Tamam onu bir kere daha öpmüştüm ama ani, hızlı bir öpücüktü. Bu yoğunluk yoktu. Şu an, sanki zaman durmuş gibiydi. Sadece biz vardık. Sokaktaki insanların varlığı umrumuzda bile değildi. Zaten geçen tek tük insanın da bizimle ilgilendiği yoktu.

Gözlerimi aralayıp geri çekildim. Onun ise hala gözleri kapalıydı. Hafifçe gözlerini araladı. Kısık gözlerine  bakmamla utanç taşıyamayacağım bir yük gibi sırtıma binmişti.

Ne cesaretle onu öpmüştüm ki?

Aptaldım.

Artık aptallıkta nirvanaya ulaşmıştım.

Aklıma gelecek en mantıklı şeyi yapmalıydım. Kaçmalıydım. Bakışlarımı yere dikip mırıldandım. "Ben gideyim"
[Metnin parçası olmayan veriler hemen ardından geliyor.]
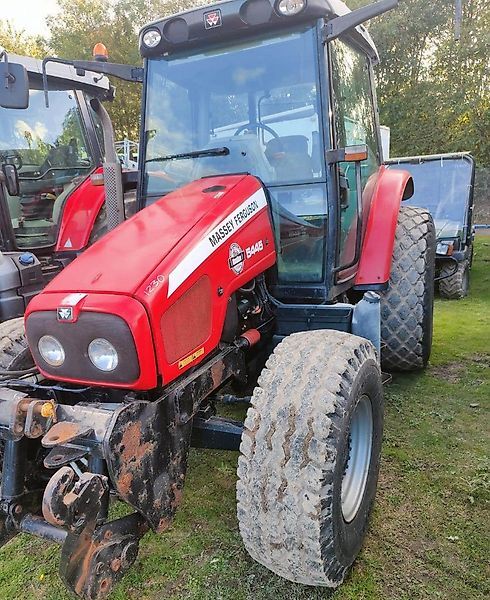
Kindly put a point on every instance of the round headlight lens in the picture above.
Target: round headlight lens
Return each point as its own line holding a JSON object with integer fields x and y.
{"x": 288, "y": 8}
{"x": 51, "y": 350}
{"x": 152, "y": 38}
{"x": 103, "y": 355}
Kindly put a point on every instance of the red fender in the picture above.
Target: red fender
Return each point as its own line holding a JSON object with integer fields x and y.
{"x": 377, "y": 249}
{"x": 79, "y": 214}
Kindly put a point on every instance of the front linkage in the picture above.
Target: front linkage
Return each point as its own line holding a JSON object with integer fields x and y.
{"x": 135, "y": 449}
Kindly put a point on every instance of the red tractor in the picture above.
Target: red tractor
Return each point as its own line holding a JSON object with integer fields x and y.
{"x": 272, "y": 252}
{"x": 52, "y": 186}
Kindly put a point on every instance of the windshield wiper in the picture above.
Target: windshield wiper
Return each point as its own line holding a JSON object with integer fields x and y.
{"x": 223, "y": 151}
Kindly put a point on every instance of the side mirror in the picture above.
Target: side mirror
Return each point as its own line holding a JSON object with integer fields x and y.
{"x": 14, "y": 84}
{"x": 11, "y": 179}
{"x": 343, "y": 23}
{"x": 348, "y": 154}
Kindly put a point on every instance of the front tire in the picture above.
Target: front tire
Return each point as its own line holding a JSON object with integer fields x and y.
{"x": 300, "y": 510}
{"x": 407, "y": 305}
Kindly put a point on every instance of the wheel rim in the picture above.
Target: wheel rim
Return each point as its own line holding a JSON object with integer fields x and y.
{"x": 357, "y": 464}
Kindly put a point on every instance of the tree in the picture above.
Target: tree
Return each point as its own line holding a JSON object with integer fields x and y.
{"x": 80, "y": 24}
{"x": 432, "y": 89}
{"x": 18, "y": 42}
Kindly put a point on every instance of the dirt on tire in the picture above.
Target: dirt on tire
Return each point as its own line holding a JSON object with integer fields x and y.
{"x": 293, "y": 456}
{"x": 407, "y": 305}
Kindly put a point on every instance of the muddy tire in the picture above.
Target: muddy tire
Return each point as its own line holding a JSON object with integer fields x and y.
{"x": 303, "y": 496}
{"x": 408, "y": 303}
{"x": 455, "y": 286}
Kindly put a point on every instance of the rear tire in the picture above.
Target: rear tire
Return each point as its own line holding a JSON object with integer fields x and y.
{"x": 299, "y": 516}
{"x": 407, "y": 305}
{"x": 455, "y": 286}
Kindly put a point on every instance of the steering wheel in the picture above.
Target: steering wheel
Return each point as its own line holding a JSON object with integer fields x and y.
{"x": 257, "y": 125}
{"x": 12, "y": 157}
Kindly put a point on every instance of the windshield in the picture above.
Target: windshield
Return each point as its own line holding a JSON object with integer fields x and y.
{"x": 50, "y": 150}
{"x": 255, "y": 105}
{"x": 442, "y": 186}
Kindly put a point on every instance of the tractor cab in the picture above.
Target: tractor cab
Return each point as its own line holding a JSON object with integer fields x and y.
{"x": 52, "y": 149}
{"x": 252, "y": 88}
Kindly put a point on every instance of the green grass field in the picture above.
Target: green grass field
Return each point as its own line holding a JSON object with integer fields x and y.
{"x": 430, "y": 532}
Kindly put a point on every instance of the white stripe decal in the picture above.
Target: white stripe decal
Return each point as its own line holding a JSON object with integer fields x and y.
{"x": 216, "y": 238}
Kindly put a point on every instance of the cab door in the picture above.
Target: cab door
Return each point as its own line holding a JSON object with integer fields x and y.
{"x": 7, "y": 239}
{"x": 354, "y": 124}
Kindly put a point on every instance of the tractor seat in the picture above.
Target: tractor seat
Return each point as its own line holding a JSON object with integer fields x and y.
{"x": 289, "y": 157}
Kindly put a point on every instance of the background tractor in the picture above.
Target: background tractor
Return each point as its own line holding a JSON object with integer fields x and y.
{"x": 52, "y": 190}
{"x": 444, "y": 185}
{"x": 271, "y": 253}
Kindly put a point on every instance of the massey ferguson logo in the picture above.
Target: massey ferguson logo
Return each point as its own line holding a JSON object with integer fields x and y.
{"x": 212, "y": 19}
{"x": 236, "y": 258}
{"x": 64, "y": 313}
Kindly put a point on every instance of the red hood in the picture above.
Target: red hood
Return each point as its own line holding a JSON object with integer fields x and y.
{"x": 123, "y": 259}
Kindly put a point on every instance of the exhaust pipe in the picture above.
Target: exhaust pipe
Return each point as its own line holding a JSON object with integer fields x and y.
{"x": 114, "y": 197}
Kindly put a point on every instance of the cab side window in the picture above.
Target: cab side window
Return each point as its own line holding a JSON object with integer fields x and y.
{"x": 354, "y": 123}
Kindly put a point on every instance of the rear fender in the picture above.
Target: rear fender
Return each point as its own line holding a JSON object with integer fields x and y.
{"x": 392, "y": 187}
{"x": 79, "y": 214}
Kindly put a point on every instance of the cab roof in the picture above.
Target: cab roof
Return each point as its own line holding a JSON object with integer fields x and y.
{"x": 188, "y": 29}
{"x": 61, "y": 76}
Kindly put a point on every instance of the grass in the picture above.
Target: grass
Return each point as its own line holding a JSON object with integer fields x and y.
{"x": 430, "y": 531}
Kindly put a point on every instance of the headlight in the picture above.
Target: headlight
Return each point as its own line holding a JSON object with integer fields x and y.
{"x": 103, "y": 355}
{"x": 51, "y": 350}
{"x": 288, "y": 8}
{"x": 152, "y": 38}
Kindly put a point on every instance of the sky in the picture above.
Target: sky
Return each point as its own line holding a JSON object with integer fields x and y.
{"x": 29, "y": 15}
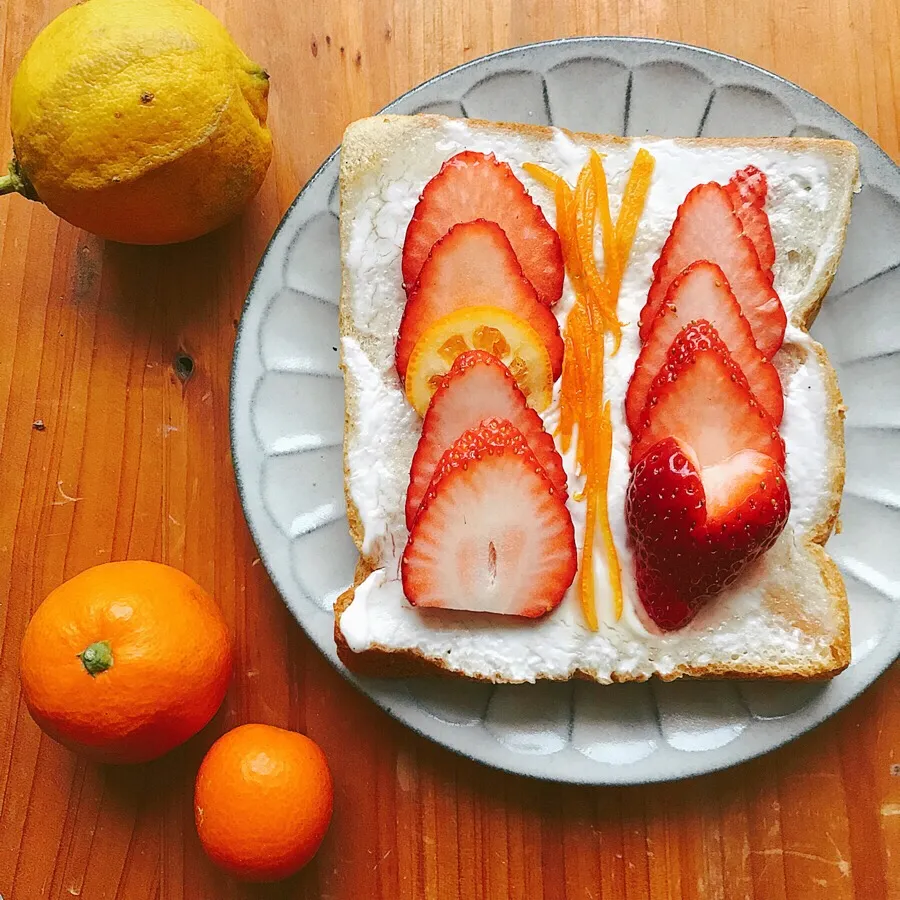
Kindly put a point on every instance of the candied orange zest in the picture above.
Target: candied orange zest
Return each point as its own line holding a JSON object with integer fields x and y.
{"x": 633, "y": 206}
{"x": 593, "y": 314}
{"x": 544, "y": 176}
{"x": 602, "y": 476}
{"x": 585, "y": 218}
{"x": 611, "y": 261}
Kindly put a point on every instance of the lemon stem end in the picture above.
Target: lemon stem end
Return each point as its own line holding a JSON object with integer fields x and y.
{"x": 16, "y": 181}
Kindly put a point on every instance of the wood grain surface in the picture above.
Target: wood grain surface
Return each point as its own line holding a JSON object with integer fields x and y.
{"x": 132, "y": 462}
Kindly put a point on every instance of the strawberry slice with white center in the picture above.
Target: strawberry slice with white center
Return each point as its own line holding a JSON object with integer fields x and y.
{"x": 702, "y": 292}
{"x": 471, "y": 186}
{"x": 474, "y": 265}
{"x": 702, "y": 398}
{"x": 695, "y": 530}
{"x": 492, "y": 534}
{"x": 477, "y": 387}
{"x": 706, "y": 227}
{"x": 748, "y": 189}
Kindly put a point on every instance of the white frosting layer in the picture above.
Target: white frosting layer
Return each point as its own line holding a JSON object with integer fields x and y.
{"x": 380, "y": 451}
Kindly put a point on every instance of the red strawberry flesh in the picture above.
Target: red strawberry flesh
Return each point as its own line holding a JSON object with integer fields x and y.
{"x": 701, "y": 397}
{"x": 492, "y": 534}
{"x": 695, "y": 530}
{"x": 477, "y": 387}
{"x": 474, "y": 265}
{"x": 471, "y": 186}
{"x": 706, "y": 227}
{"x": 702, "y": 292}
{"x": 748, "y": 189}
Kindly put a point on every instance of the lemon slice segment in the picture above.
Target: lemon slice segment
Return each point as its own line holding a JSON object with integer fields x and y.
{"x": 500, "y": 333}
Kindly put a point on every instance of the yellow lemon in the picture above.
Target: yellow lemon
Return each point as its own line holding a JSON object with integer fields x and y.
{"x": 139, "y": 120}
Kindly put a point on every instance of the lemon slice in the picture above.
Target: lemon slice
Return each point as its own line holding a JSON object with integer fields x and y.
{"x": 489, "y": 328}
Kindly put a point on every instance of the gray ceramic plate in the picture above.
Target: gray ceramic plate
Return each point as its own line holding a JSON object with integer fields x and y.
{"x": 287, "y": 422}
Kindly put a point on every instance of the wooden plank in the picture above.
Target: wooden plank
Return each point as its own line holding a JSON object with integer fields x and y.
{"x": 133, "y": 463}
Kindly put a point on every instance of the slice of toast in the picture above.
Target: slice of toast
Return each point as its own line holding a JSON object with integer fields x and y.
{"x": 787, "y": 616}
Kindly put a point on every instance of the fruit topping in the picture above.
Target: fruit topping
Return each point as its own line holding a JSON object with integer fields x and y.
{"x": 474, "y": 265}
{"x": 493, "y": 534}
{"x": 593, "y": 315}
{"x": 706, "y": 227}
{"x": 695, "y": 529}
{"x": 702, "y": 292}
{"x": 748, "y": 189}
{"x": 701, "y": 397}
{"x": 471, "y": 186}
{"x": 478, "y": 387}
{"x": 489, "y": 328}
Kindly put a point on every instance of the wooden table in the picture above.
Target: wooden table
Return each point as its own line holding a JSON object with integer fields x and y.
{"x": 132, "y": 462}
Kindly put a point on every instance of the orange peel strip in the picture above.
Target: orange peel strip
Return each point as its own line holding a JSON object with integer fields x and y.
{"x": 602, "y": 476}
{"x": 544, "y": 176}
{"x": 592, "y": 315}
{"x": 611, "y": 262}
{"x": 585, "y": 219}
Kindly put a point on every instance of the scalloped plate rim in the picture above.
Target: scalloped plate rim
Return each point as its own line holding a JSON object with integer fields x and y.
{"x": 770, "y": 733}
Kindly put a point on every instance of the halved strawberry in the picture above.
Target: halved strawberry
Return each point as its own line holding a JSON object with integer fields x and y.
{"x": 492, "y": 534}
{"x": 702, "y": 398}
{"x": 706, "y": 227}
{"x": 748, "y": 189}
{"x": 702, "y": 292}
{"x": 477, "y": 387}
{"x": 474, "y": 265}
{"x": 471, "y": 186}
{"x": 694, "y": 530}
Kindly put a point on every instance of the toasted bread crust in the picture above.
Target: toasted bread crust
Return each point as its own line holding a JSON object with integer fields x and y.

"Ben bırakayım" demesiyle yüzüne bakıp hafifçe tebessüm ettim. "Şey" diye mırıldanıp yüzüme düşen bir tutam saçımı kulağımın kenarına sıkıştırdım. "Ben tek gitsem iyi". Ona gözdağı vermekten kendimi alamadan konuştum. "Henüz ortada bir şey yokken laf söz olmasın"

Öfkeyle verdiği nefesi duydum. Akı kızaran gözlerine baktım. Yumruklarını sıktığını hissettim. Ama geri adım atmadım. O beni çok üzmüştü. Bu kadarcık nazdan zarar gelmezdi sonuçta. Hem benim yaptıklarım onun yaptıklarının yanında hiçti.

Biliyordum yaptığım dengesizlikti ama artık benim için uğraşsın istiyordum. Onu üzünce ben de üzülmüştüm ama yapacak bir şey yoktu. Hatalarını görmek, hatalarından pişman olmak zorundaydı. Zoraki bir şekilde tebessüm ettim. "Ben gideyim artık"

Tek yaptığı öfkeyle karşıya bakmaktı. Sanki dalmış gitmiş gibiydi. Gözleriyle derdini duvara anlatıyor gibiydi. Sahte gülüşüm yüzümde can verirken gözlerime biriken yağmurları arkamı ona döner dönmez serbest bıraktım. Yanlış yapmıştım. En az onun canını yaktığım kadar kendi canım da yanıyordu ama böyle olmak zorundaydı.